Hacker News new | ask | show | jobs
by stncls 818 days ago
In many cases yes. Some single-threaded workloads are very sensitive to e.g. memory latency. They end up spending most of their time with the CPU waiting on a cache-missed memory load to arrive.

Typically, those would be sequential algorithms with large memory needs and very random (think: hash table) memory accesses.

Examples: SAT solvers, anything relying on sparse linear algebra

1 comments

Obscure personal conspiracy theory: The CPU vendors, notably Intel, deliberately avoid adding the telemetry that would make it trivial for the OS to report a % spent in memory wait.

Users might realize how many of their cores and cycles are being effectively wasted by limits of the memory / cache hierarchy, and stop thinking of their workloads as “CPU bound”.

Arm v8.4 onwards has exactly this (https://docs.kernel.org/arch/arm64/amu.html). It counts the number of (active) cycles where instructions can't be dispatched while waiting for data. There can be a very high percentage of idle cycles. Lots of improvements to be found with faster memory (latency and throughput).
The performance counters for that have been in the chips for a long time. You can argue that perf(1) has unfriendly UX of course.
I think AMD has a tool to check something somewhat related (Cache misses) in AMD uProf
Right, so does Intel in at least their high end chips. But a count of last-level misses is just one factor in the cost formula for memory access.
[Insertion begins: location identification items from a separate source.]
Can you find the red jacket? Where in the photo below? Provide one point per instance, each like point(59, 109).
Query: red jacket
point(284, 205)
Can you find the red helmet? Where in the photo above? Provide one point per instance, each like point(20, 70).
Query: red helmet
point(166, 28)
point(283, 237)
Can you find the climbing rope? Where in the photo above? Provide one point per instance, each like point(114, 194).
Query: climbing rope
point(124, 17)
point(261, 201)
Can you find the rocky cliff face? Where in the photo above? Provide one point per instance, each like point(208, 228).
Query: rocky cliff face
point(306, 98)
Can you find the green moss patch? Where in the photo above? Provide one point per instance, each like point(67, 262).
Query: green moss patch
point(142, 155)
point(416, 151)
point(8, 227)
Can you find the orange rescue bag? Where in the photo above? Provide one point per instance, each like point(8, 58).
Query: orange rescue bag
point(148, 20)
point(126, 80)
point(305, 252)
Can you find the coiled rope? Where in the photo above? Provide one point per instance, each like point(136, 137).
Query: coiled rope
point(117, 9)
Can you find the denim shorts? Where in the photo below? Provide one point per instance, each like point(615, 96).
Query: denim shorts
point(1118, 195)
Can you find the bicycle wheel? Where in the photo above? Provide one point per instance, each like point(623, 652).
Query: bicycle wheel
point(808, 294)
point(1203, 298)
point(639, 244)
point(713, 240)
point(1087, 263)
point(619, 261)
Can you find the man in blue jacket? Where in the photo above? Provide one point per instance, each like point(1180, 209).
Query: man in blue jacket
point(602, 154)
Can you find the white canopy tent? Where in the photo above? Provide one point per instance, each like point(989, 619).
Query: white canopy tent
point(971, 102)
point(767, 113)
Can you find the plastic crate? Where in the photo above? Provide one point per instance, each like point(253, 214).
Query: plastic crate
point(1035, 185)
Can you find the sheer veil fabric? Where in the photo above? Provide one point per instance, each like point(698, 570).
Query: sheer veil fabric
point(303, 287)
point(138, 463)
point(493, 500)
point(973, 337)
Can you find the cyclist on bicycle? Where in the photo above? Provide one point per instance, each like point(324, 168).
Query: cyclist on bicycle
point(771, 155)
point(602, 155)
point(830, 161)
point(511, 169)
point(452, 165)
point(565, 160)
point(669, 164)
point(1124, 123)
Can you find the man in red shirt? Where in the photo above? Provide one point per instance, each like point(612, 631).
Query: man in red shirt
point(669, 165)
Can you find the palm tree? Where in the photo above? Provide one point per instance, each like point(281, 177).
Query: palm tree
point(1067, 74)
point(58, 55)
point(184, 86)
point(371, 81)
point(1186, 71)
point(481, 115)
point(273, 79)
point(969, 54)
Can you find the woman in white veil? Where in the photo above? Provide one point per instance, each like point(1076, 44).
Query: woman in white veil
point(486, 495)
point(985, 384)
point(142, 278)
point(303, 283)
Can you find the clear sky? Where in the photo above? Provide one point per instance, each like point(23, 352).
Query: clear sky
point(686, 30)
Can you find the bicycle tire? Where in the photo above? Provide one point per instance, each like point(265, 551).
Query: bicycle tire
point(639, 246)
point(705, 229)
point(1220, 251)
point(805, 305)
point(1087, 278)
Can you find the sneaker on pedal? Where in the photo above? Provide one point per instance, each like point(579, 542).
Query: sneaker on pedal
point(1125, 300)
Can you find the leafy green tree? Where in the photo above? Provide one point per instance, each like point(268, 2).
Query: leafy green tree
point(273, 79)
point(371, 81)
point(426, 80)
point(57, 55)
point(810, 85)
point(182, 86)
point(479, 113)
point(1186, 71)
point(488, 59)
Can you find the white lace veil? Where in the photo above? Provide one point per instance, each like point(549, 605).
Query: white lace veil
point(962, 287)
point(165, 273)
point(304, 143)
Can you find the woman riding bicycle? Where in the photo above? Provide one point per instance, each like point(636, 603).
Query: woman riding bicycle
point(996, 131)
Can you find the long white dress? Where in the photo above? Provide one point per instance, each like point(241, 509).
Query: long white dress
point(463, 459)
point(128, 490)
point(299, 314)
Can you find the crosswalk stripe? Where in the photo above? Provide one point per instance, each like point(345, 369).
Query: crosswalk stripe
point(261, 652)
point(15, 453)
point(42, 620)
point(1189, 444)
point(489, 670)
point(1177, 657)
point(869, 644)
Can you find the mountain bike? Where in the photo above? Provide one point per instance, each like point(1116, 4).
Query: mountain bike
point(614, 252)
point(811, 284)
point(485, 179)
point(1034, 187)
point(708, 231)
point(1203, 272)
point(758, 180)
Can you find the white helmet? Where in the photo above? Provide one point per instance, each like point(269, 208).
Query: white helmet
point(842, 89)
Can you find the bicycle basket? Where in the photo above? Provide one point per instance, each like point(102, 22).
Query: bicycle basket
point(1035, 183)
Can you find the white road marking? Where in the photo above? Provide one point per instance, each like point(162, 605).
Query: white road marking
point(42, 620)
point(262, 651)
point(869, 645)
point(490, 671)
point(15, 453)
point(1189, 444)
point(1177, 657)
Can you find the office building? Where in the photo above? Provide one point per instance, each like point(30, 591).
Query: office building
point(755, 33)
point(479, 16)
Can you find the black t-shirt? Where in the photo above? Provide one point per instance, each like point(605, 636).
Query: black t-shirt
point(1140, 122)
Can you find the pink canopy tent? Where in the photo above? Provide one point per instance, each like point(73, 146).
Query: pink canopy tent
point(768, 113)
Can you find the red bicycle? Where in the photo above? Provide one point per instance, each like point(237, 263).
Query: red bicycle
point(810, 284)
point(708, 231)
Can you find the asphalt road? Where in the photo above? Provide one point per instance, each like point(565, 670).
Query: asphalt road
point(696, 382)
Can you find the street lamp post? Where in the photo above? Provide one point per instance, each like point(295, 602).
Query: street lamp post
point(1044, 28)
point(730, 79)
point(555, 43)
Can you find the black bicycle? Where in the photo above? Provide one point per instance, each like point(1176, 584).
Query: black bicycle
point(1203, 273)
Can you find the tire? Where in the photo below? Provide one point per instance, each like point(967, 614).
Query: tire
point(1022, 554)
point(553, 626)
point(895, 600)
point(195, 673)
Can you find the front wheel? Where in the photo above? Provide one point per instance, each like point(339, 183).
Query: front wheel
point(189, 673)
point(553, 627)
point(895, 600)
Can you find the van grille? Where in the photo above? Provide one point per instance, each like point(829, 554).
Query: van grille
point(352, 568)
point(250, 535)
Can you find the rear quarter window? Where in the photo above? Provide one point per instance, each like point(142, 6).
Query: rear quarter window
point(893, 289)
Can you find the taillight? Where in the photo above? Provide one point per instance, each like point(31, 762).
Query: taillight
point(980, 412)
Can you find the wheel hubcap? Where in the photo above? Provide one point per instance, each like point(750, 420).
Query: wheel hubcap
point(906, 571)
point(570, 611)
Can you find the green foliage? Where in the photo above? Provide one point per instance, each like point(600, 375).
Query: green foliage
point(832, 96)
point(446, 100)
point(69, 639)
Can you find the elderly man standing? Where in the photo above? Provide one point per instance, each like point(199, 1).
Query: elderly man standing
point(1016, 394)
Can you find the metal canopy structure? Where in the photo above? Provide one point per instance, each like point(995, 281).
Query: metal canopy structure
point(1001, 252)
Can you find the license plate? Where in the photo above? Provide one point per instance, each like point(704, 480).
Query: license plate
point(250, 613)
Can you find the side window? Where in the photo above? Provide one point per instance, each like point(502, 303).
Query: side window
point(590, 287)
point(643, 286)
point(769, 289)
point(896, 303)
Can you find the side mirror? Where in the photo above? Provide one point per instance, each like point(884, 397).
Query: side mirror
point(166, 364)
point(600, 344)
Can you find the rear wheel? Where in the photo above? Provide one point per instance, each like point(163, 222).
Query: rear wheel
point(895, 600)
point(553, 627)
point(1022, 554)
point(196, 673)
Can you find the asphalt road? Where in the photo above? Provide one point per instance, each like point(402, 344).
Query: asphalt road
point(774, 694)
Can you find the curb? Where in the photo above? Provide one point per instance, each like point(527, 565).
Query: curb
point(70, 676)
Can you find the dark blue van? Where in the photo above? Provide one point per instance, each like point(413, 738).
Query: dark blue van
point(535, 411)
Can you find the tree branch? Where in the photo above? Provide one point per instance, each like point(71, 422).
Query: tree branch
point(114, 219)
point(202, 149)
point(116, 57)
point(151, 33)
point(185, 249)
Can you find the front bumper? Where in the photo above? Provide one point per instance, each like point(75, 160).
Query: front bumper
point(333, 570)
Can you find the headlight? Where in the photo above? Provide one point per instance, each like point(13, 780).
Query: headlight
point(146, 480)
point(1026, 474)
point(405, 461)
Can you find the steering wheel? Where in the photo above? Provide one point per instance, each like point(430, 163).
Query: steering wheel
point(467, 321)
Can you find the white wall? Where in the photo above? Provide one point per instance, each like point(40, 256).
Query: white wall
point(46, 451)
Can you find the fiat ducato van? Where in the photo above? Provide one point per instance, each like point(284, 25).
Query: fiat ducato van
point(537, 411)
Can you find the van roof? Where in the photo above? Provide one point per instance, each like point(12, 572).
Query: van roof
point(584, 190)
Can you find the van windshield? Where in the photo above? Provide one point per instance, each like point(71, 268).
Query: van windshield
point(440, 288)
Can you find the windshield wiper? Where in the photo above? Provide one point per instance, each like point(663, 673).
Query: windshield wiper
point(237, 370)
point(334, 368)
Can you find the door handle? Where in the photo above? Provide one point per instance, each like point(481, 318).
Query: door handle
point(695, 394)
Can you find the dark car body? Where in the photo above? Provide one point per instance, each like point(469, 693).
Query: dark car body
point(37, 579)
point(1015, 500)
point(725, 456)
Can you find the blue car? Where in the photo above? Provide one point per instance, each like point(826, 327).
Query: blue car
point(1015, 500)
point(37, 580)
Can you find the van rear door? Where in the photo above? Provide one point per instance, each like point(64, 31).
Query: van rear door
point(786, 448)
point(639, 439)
I appreciate it’s a complicated and subjective measurement: Hyperthreading, superscalar, out-of-order all mean that a core can be operating at some fraction of its peak (and what does that mean, exactly?) due to memory stalls, vs. being completely idle. And reads meet the instruction pipeline in a totally different way than writes do.

But a synthesized approximation that could serve as the memory stall equivalent of -e cycles for perf would be a huge boon to performance analysis & optimization.